You should seriously learn about Yanukovych before making any sort of claim regarding him. He was elected based on an enthusiastically pro-EU and pro-western programme, only to turn out to be a Russian puppet that not only enforced policies completely contrary to his programme but also pushed Ukraine into a dictatorship.
The "popular uprising" you glance over was actually months of demonstrations protesting Yanukovych unilateral rejection of the EU–Ukraine association agreement as ordered by Russia, which he campaigned and was elected for and contrary to Ukraine's parliament overwhelming approval.
https://en.wikipedia.org/wiki/Euromaidan
You're talking about the same Yanukovych who felt compelled to exile in Russia.
> That should show that depending on who is being ousted (...)
Those who favour freedom under democracies are indeed partial against dictators who try to destroy democratic states and deny people's rights, specially if it to serve the interests of other totalitarian regimes.
But the US was far too eager to carry out regime change and so we have the dreadful situation today.

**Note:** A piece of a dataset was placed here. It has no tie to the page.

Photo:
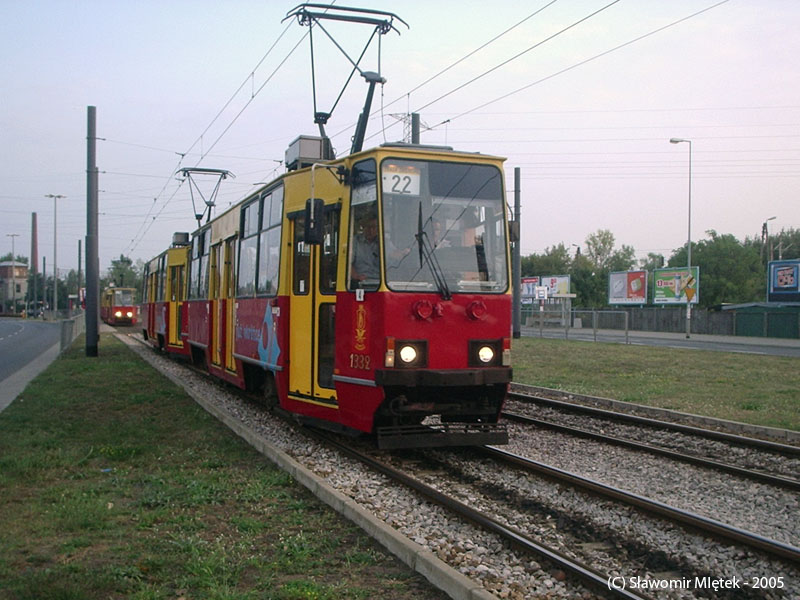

Let me see if Erdogan can be overthrown in the next elections in Turkey. No US involvement either.
If you live in a stable Western country, your trust in the next elections being fair and free is understandable, but in that case, refrain from any authoritative talk ("your arguments don't matter") about other places. In recent democracies that transitioned from totalitarian rule just a decade or two ago, elections are far easier to hijack than in the UK or Denmark.
"no-one would have batted an eye"
You cannot really make such a strong prediction about places like Ukraine, the Balkans, the Middle East etc. These are places where empires collide, and several crises in a century are almost a given.
Anyway I am fairly glad that Ukraine didn't end up like Belarus did, a satellite state of Moscow. Anything is better than becoming a satellite state of Moscow. Most of us from behind the Iron Curtain would rather fight a war than submit to Moscow again.
Interestingly, the Western leftists, who otherwise preach anti-colonialism from breakfast to sunset and then some, don't understand the same dynamic among white-majority nations. But it is still there.
Yes, he was. What you are leaving out is the fact that in spite of being elected based on an enthusiastically pro-EU platform, it turned out he was a Russian agent and betrayed his mandate to enforce Kremlin's anti-west agenda and force himself upon Ukraine as another kremlin-controlled dictatorship.
Except the people of Ukraine wanted none of that and protested against this betrayal, which culminated in the wannabe dictator seeking exile in Russia.
Somehow you leave this out when you talk about basic democratic principles. Why is that? Is it out of sheer ignorance?
What's also very odd is the way that you somehow try to portray anti-government protests as revolutions and regime changes, when this is a Hallmark of any democratic system: when a government doesn't follow through with their compromise and go directly against their mandate and people's will, they express their discontent and demand elections. How odd that when democracies reject Russia's interference, this is deemed as an anti-democratic coup.